Artificial Intelligence Improves X-ray Identification of Patients with Broken Bones

Artificial intelligence that can “read” electronic radiology reports and flag patients with broken bones who are at risk of osteoporosis outperformed the traditional manual method of health care professionals reading X-ray reports, a new study finds.

The results were presented during a virtual news conference hosted by the Endocrine Society.

The new search tool, called X-Ray Artificial Intelligence Tool (XRAIT), detected an almost fivefold higher number of major fractures, or bone breaks, in X-ray and computed tomography (CT) reports compared with manual methods, researchers from Australia reported.

“With XRAIT, limited health care resources can be optimized to manage the patients identified as at risk rather than used on the identification process itself,” says study co-investigator Jacqueline Center, MBBS, PhD, FRACP, the head of the Clinical Studies and Epidemiology Lab at Garvan Institute of Medical Research in Sydney, Australia. “By improving identification of patients needing osteoporosis treatment or prevention, XRAIT may help reduce the risk of a second fracture and the overall burden of illness and death from osteoporosis.”

About 44 million Americans—mostly women—are at risk of the bone-weakening disease osteoporosis and have an increased risk of fractures because of low bone mass, according to the Hormone Health Network.
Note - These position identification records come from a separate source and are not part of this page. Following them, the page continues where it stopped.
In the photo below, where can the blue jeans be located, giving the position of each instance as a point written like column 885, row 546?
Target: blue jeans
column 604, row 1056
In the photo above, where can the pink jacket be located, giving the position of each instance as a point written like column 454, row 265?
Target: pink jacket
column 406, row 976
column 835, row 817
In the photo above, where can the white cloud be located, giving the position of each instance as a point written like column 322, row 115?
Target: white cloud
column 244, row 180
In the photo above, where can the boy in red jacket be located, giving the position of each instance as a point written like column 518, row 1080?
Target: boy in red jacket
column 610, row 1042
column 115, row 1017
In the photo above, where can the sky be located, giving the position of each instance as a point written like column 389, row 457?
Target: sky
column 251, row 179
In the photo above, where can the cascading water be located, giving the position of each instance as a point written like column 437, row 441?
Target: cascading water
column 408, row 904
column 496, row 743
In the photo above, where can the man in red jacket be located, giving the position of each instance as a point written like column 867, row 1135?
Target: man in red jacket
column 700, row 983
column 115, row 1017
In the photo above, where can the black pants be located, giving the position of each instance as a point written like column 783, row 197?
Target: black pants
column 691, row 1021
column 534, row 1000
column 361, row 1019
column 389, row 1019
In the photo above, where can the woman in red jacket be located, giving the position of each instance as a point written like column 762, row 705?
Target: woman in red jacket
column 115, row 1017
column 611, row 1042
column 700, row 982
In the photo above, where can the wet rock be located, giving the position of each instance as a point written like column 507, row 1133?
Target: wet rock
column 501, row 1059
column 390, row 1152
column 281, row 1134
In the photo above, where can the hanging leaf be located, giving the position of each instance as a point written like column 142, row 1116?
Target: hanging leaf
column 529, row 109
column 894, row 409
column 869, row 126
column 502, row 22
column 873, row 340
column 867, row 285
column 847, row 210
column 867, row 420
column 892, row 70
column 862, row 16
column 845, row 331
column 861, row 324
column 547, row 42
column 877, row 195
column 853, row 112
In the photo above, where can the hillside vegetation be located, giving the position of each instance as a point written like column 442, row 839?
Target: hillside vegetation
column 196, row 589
Only two in 10 older women in the United States who sustain a fracture receive testing or treatment for osteoporosis, the National Osteoporosis Foundation reports.

Although many hospitals have implemented fracture liaison services to identify patients whose fractures could be due to osteoporosis, Center says that manually reading the radiology records of referred patients misses some people at risk of osteoporosis or detects them too slowly. XRAIT speeds the process using natural language processing software to “understand” human language.

In this study, XRAIT searched 5,089 digital radiology reports from patients over 50 years of age who went to a hospital’s emergency department and had bone imaging over three months. The researchers—led by senior author Christopher White, MBBS, PhD, FRACP, of Prince of Wales Hospital in Randwick, Australia—compared XRAIT’s results with manual review of the records of the 224 patients referred to the hospital’s fracture liaison service in the same period. XRAIT was able to detect 349 people with fractures likely due to low bone mass compared with 98 people identified by the manual method, an over three-fold higher detection rate.

Next, the researchers tested XRAIT on the digitized radiology reports of another population of Australian adults over age 60 from the Dubbo Osteoporosis Epidemiology Study. From 327 reports of confirmed known fractures and nonfractures, XRAIT accurately identified fractures nearly seven of 10 times and correctly screened out patients without fractures more than nine of 10 times, Center says. She says this finding suggests that other hospitals can easily use XRAIT. South Eastern Sydney Local Health District developed XRAIT, using software licensed to AbbottDiagnostics. Australia’s Prince of Wales Hospital Foundation gave seed funding for XRAIT.

As of now, about 80% of patients with osteoporosis leave the hospital untreated, and preventable fractures burden health systems that repair them, White says. “The process of treating osteoporosis is fractured,” he says.